Quand on l'a massacrée et jetée dans un plat, il faut tout mettre au four, doubler le temps indiqué, et même qu’après tout ça,
semblant c’est fait exprès, la pâte elle est pas cuite, elle pèse 100 kilos,
les prunes elles sont acides et elles ont rendu l’eau…et qu’il est tard
Monsieur … moi j’rends mon tablier.
La crème de prune, seule chose à sauver de la recette...

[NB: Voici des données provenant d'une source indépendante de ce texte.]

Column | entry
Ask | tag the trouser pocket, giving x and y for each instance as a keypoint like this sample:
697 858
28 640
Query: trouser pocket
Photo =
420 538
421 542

Le pire de tout c'est que ça a presque l'air bon, hein ? Ben non. La pâte a le gout de pizza même pas sucrée, la texture du mortier et la densité du métro de Tokyo aux heures de pointes. Le morceau ci-dessus lancé avec dextérité depuis ma fenêtre du 3e devrait sans doute pouvoir dégommer 2 ou 3 de ces saloperies de pigeons qui polluent le quartier.Hélas, je suis nulle au bowling.
La prochaine fois je fais un clafoutis.
Si malgré tout ce qui
précède ou par défi, vous voulez toujours essayer par vous-même, la recette d’origine est
ICI en anglais (surtout ne mettez pas la quantité de levure indiquée dans la recette,
c’est une erreur manifeste, faites les modifications que vous jugerez pertinentes pour arriver à un résultat mangeable et tenez moi au courant des résultats).
*Apfelstrudel = Gâteau (autrichien)
délicieux, lui, composé d’une pâte feuilletée très fine, de pommes, raisins secs, cannelle,
orange…
PS: En plus de catapulte à pigeons, ça devrait faire une bonne punition pour les enfants : "Si t'es pas sage, tu m'écriras 100 fois : Je mange du / de la / des Zwetschgenschnecken devant le château de Hohenschwangau". Par SMS. Full text.